Zdaje się, że Wielebny Chojecki stracił kontakt z rzeczywistością. A tyle razy ostrzegałem, żeby się nie zamykać w zamkniętych, hermetycznych, jednorodnych grupach…
Dla rozrywki polecam posłuchać 10 sekund, z których się dowiemy między innymi, że warto prześwietlić czy jakiś-tam-Lechowicz nie jest ruskim agentem i z polecenia służb specjalnych nie prowadzi najwartościowszych młodych ludzi na manowce.
To jest oczywiście tylko „moim zdaniem” Chojeckiego.
Moim z kolei zdaniem warto by prześwietlić czy Paweł Chojecki nie cierpi na zaburzenia urojeniowe typu persecutoria (inaczej: paranoja prześladowcza).
Dodam też, że jakiś-tam-Lechowicz nawet na pewno prowadzi młodzież na manowce, tyle że sam z siebie. Manowce to bardzo piękne miejsce. To odwrotny kierunek niż armaty.
Zapraszam więc na manowce, czyli na mojego bloga, na Odwyk, do Enklawy, do czytania książek i słuchania piosenek.

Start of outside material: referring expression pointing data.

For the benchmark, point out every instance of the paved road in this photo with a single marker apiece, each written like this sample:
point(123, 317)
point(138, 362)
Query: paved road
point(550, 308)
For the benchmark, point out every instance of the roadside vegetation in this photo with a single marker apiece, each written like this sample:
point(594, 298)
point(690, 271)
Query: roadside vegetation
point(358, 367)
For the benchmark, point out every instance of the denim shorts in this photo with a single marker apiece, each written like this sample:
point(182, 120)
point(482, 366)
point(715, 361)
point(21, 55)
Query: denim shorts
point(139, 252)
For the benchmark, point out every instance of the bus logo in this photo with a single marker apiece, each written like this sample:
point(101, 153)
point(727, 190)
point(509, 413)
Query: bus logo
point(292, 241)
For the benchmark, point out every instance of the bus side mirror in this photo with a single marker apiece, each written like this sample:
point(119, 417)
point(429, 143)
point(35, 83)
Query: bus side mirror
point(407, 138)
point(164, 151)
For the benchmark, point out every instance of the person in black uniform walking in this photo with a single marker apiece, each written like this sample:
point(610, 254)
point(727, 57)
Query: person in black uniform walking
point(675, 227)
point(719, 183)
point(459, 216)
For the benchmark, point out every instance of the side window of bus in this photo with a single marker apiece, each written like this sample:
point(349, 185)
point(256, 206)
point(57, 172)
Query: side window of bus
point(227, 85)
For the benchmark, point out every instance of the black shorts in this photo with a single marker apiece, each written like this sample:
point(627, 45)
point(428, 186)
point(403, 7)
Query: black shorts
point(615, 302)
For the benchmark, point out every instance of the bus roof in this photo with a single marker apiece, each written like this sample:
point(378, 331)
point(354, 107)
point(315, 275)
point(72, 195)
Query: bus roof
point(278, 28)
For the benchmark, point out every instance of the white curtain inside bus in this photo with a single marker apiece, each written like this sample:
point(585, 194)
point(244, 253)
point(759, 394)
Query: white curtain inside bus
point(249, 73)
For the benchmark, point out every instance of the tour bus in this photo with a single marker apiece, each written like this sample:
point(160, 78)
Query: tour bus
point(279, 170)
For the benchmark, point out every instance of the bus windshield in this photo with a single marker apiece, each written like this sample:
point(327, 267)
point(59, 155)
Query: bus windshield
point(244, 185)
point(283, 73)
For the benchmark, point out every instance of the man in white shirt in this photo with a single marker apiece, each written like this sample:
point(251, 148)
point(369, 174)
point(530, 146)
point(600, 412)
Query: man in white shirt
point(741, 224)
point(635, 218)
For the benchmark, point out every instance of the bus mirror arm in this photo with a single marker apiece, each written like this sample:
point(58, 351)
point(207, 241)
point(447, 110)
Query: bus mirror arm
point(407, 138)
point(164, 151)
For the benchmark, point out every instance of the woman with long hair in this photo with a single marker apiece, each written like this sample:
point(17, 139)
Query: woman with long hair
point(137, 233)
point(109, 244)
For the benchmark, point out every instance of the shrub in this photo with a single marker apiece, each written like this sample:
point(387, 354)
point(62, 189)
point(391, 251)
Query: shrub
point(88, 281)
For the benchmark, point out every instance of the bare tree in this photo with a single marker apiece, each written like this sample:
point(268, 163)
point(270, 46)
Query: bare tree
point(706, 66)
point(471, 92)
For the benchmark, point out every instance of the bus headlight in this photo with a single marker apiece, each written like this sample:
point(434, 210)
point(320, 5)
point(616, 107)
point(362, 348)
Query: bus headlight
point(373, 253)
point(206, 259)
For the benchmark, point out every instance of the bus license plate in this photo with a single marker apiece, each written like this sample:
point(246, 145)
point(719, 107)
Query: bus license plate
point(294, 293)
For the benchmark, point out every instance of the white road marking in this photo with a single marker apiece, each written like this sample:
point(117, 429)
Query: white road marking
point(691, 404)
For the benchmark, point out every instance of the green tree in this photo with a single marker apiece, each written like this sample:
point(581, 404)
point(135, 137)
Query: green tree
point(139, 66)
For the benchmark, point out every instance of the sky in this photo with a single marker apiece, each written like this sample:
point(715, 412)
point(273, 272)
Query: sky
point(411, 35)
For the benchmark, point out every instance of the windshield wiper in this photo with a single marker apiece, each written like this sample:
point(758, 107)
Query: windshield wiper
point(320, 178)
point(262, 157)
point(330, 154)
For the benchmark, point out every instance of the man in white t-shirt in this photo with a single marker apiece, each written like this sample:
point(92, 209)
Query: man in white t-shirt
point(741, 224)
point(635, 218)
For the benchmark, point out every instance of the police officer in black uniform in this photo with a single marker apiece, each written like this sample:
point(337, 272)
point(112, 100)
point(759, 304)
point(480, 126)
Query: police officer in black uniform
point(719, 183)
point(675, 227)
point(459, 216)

Potępienie Chojeckiego jest najlepszą reklamą.
Ludzie, jakby mnie ten fanatyk kiedyś uznał za swojego, pochwalił albo polecał, to bym nie mógł patrzeć w lustro. Co się tym ludziom we łbach porobiło od tego nacjonalizmu, to trudno uwierzyć. Niechże im Bóg trzeźwość wróci a psychiatra zdrowie.